Under the terms of the merger agreement, as of the closing of the proposed merger, the pre-merger NextCure stockholders are expected to own approximately 1.21% of the combined company and the pre-merger Avere stockholders (inclusive of those investors participating in the pre-closing financing) are expected to own approximately 98.79% of the combined company. The percentage of the combined company that NextCure’s stockholders will own as of the closing of the proposed merger is subject to adjustment based on the estimated amount of NextCure’s net cash immediately prior to the closing date.

The transaction has received approval by the Board of Directors of both companies and is expected to close in the second half of 2026, subject to certain closing conditions, including, among others, approval by the stockholders of each company, the effectiveness of a registration statement to be filed with the U.S. Securities and Exchange Commission (the "SEC") to register the securities to be issued in connection with the proposed merger and the satisfaction of other customary closing conditions.

The combined company plans to operate under the name Avere Therapeutics, Inc. and will be led by Dr. Andrew Cheng, Avere’s current Chief Executive Officer. Avere’s existing Board of Directors will become directors of the combined company. The Board is chaired by Dr. Cheng and includes Julianne Bruno (Fairmount) and two representatives from Hansoh. In addition, Nimish Shah (Venrock Healthcare Capital Partners) is expected to join the Board prior to transaction closing.

NextCure stockholders are eligible to receive a contingent value right (CVR) entitling them to 90% of net proceeds from any future license, divestiture or other monetization of NextCure’s pipeline assets and other programs for a period of two years following the closing of the transaction.

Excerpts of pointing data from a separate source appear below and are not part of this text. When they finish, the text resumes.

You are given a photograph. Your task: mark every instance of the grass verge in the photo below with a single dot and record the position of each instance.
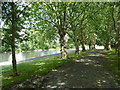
(37, 67)
(114, 63)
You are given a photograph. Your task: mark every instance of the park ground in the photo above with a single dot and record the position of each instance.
(91, 69)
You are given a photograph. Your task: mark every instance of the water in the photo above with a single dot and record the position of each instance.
(6, 58)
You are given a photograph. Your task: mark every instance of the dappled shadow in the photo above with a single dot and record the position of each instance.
(86, 72)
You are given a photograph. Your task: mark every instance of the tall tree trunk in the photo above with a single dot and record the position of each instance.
(76, 46)
(82, 40)
(13, 40)
(83, 45)
(62, 44)
(107, 45)
(118, 34)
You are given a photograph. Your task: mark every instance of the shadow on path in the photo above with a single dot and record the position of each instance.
(88, 71)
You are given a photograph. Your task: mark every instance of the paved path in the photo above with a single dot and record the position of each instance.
(89, 71)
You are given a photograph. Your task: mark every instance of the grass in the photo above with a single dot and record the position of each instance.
(114, 62)
(38, 67)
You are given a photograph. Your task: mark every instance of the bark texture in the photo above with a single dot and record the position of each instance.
(13, 39)
(76, 46)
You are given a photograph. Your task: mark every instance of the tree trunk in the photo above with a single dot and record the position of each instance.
(76, 46)
(118, 34)
(62, 44)
(13, 40)
(83, 45)
(107, 46)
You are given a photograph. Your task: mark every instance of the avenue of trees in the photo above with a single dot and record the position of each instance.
(40, 25)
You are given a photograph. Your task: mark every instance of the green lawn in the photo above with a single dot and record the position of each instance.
(114, 59)
(38, 67)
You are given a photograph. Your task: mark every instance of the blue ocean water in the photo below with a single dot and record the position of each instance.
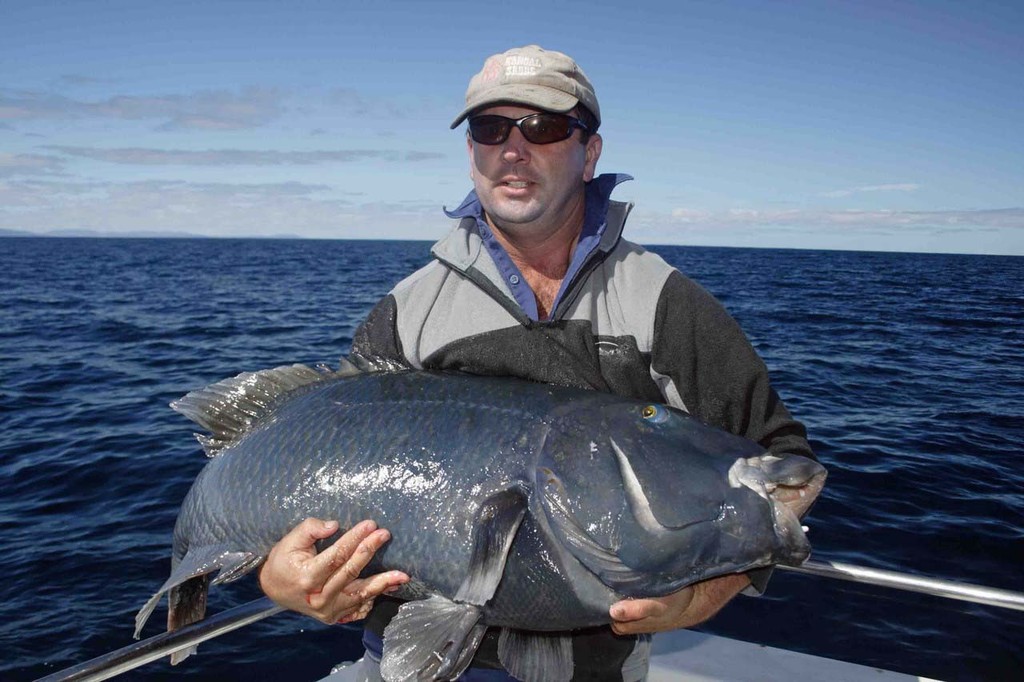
(907, 369)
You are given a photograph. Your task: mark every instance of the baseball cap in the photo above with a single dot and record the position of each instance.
(534, 77)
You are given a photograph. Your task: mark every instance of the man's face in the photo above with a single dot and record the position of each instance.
(531, 189)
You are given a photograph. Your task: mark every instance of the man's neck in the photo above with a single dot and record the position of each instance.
(542, 259)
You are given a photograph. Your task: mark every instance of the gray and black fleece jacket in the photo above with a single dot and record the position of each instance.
(625, 322)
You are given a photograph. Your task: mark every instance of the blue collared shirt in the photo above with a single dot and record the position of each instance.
(595, 221)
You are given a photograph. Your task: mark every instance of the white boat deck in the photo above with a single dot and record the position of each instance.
(692, 656)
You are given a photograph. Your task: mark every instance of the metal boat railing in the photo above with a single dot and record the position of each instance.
(134, 655)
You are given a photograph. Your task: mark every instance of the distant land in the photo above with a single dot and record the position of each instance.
(154, 235)
(94, 233)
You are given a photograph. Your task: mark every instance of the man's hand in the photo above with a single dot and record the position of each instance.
(691, 605)
(327, 586)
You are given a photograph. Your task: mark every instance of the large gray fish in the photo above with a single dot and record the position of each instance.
(511, 504)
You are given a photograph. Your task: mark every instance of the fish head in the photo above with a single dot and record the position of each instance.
(651, 500)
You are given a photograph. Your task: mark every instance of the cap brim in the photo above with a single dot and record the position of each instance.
(537, 96)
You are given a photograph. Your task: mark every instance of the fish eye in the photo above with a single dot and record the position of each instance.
(653, 413)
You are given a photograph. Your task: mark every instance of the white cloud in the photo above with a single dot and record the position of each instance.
(212, 209)
(209, 110)
(151, 157)
(30, 164)
(1010, 217)
(899, 186)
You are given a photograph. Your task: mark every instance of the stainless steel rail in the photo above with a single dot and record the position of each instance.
(139, 653)
(134, 655)
(932, 586)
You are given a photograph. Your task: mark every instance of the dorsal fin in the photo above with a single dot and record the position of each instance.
(227, 409)
(359, 363)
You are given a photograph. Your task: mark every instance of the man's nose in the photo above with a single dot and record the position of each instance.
(515, 148)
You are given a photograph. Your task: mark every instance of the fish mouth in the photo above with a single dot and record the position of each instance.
(790, 485)
(638, 501)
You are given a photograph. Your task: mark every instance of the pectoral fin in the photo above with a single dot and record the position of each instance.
(432, 639)
(536, 656)
(496, 526)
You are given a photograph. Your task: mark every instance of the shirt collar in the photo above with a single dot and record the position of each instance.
(597, 198)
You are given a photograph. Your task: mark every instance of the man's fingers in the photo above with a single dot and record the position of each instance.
(631, 609)
(306, 534)
(349, 570)
(341, 552)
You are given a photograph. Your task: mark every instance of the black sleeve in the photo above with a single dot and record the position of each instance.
(377, 337)
(719, 375)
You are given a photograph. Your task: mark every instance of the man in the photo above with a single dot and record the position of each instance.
(536, 282)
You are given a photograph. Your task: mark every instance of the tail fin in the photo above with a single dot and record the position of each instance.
(186, 604)
(189, 583)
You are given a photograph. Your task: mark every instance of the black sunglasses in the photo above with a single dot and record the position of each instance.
(537, 128)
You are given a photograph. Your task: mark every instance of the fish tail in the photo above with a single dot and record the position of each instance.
(186, 604)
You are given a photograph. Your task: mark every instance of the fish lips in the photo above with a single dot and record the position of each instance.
(744, 517)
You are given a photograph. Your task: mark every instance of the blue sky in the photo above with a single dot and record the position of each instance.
(893, 126)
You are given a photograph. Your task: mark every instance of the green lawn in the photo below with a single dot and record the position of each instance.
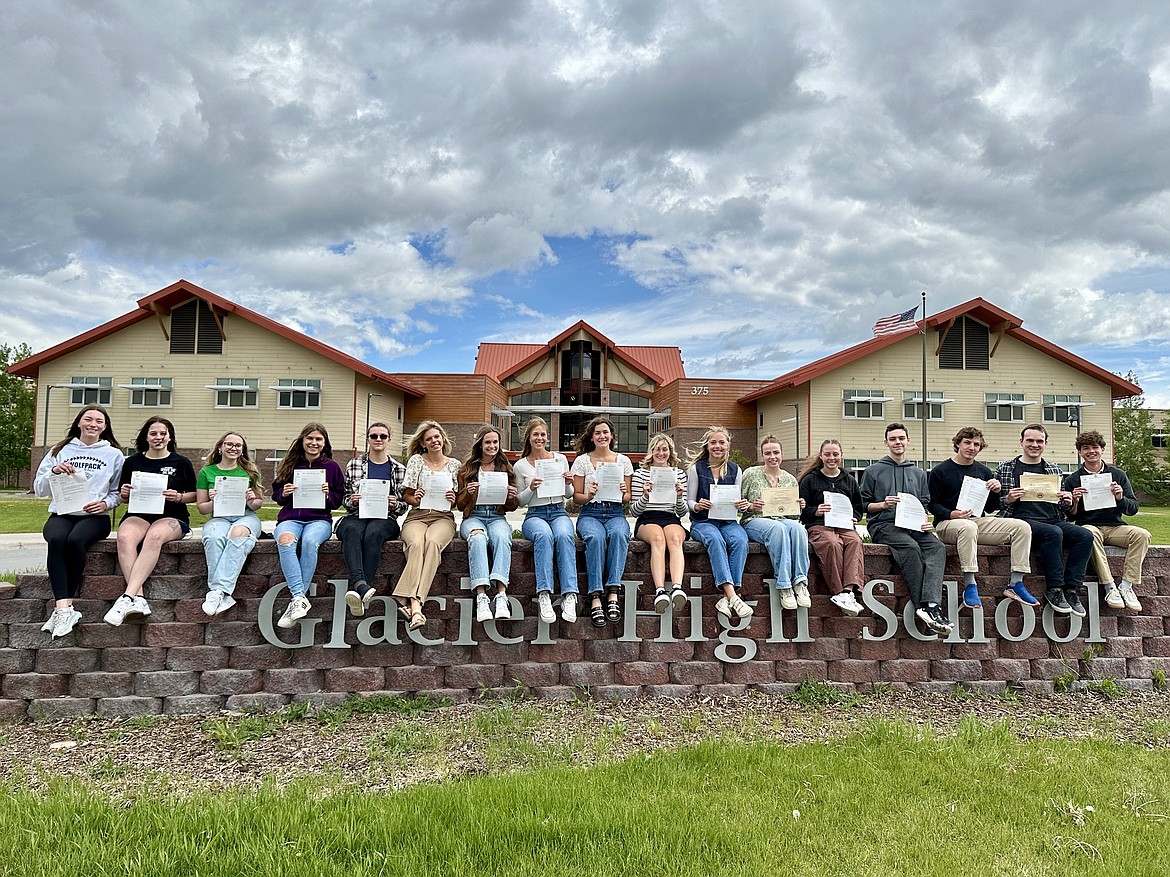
(890, 799)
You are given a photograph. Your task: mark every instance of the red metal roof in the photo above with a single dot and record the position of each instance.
(180, 291)
(997, 319)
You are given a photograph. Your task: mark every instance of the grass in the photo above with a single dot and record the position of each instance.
(890, 799)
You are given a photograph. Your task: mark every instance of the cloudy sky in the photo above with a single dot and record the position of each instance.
(754, 181)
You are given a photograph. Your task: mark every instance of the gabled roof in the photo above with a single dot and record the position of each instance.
(997, 319)
(503, 360)
(162, 302)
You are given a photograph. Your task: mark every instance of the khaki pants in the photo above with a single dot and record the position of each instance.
(1135, 540)
(425, 533)
(969, 533)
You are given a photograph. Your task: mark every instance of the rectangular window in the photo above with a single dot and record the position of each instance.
(1057, 407)
(150, 392)
(864, 404)
(297, 393)
(912, 405)
(1006, 407)
(88, 389)
(236, 392)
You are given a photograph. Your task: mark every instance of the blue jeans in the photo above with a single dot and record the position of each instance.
(226, 553)
(727, 546)
(551, 532)
(1050, 541)
(309, 534)
(787, 545)
(605, 532)
(495, 531)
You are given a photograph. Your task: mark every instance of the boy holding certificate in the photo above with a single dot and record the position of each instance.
(964, 499)
(889, 483)
(1100, 510)
(1031, 492)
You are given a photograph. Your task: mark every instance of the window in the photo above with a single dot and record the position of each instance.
(194, 329)
(1058, 407)
(1006, 407)
(912, 405)
(150, 392)
(297, 393)
(967, 345)
(90, 391)
(864, 404)
(235, 392)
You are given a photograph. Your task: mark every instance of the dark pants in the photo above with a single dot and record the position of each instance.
(69, 537)
(362, 540)
(921, 558)
(1050, 540)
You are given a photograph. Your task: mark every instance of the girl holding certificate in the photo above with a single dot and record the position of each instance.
(365, 529)
(484, 523)
(428, 488)
(81, 472)
(715, 502)
(157, 511)
(600, 485)
(309, 485)
(660, 501)
(835, 543)
(544, 482)
(232, 531)
(785, 539)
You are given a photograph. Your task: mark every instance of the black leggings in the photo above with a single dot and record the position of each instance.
(69, 537)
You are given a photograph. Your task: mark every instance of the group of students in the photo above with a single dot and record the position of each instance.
(661, 491)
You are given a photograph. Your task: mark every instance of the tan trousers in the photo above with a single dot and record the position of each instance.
(1135, 540)
(426, 532)
(969, 533)
(839, 553)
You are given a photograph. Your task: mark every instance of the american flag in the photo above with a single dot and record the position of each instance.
(895, 322)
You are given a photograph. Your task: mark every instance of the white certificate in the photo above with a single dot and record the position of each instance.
(374, 502)
(608, 483)
(434, 490)
(146, 494)
(723, 498)
(1100, 491)
(840, 512)
(493, 489)
(70, 492)
(309, 494)
(972, 496)
(231, 495)
(909, 513)
(551, 472)
(662, 485)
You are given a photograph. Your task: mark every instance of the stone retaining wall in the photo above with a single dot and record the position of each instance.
(178, 661)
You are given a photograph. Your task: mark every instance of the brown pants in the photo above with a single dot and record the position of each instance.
(426, 532)
(839, 552)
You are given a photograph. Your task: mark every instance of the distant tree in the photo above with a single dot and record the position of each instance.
(1133, 446)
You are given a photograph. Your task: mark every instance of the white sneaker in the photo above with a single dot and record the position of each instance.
(1130, 598)
(482, 608)
(297, 608)
(800, 589)
(503, 607)
(544, 600)
(569, 608)
(846, 602)
(122, 607)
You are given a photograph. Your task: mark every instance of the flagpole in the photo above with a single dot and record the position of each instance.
(926, 407)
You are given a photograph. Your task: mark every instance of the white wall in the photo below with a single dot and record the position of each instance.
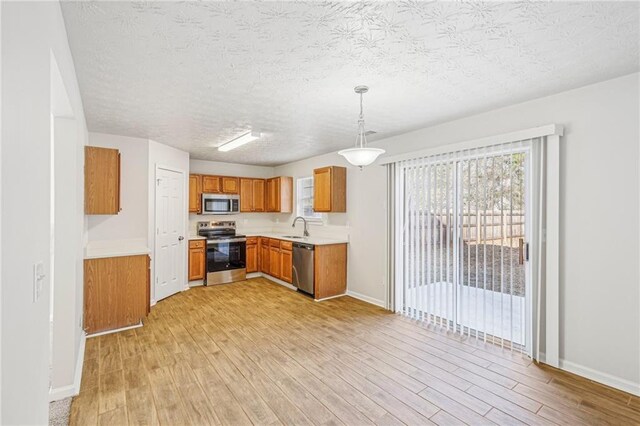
(600, 219)
(131, 222)
(166, 156)
(31, 32)
(246, 222)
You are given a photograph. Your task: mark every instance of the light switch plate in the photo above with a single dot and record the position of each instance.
(38, 278)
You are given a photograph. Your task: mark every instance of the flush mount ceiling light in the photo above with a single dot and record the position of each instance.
(361, 155)
(239, 141)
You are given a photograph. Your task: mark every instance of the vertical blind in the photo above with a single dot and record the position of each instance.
(460, 242)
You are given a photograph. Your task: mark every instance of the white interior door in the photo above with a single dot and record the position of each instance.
(170, 229)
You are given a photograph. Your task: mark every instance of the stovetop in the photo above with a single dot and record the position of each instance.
(215, 231)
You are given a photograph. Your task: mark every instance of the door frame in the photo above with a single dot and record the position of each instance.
(185, 207)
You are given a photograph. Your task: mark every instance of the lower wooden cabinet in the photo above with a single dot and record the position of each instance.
(264, 255)
(286, 265)
(197, 259)
(116, 292)
(252, 255)
(274, 259)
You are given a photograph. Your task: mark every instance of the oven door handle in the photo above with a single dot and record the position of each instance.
(232, 240)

Wedbush Securities Inc. is serving as exclusive strategic financial advisor and Gibson, Dunn & Crutcher LLP is serving as legal counsel to Avere. Jefferies and Wedbush & Co., LLC are serving as placement agents to Avere. Cooley LLP is serving as legal counsel to the placement agents. Tungsten Advisors is serving as financial advisor and Sidley Austin LLP is serving as legal counsel to NextCure.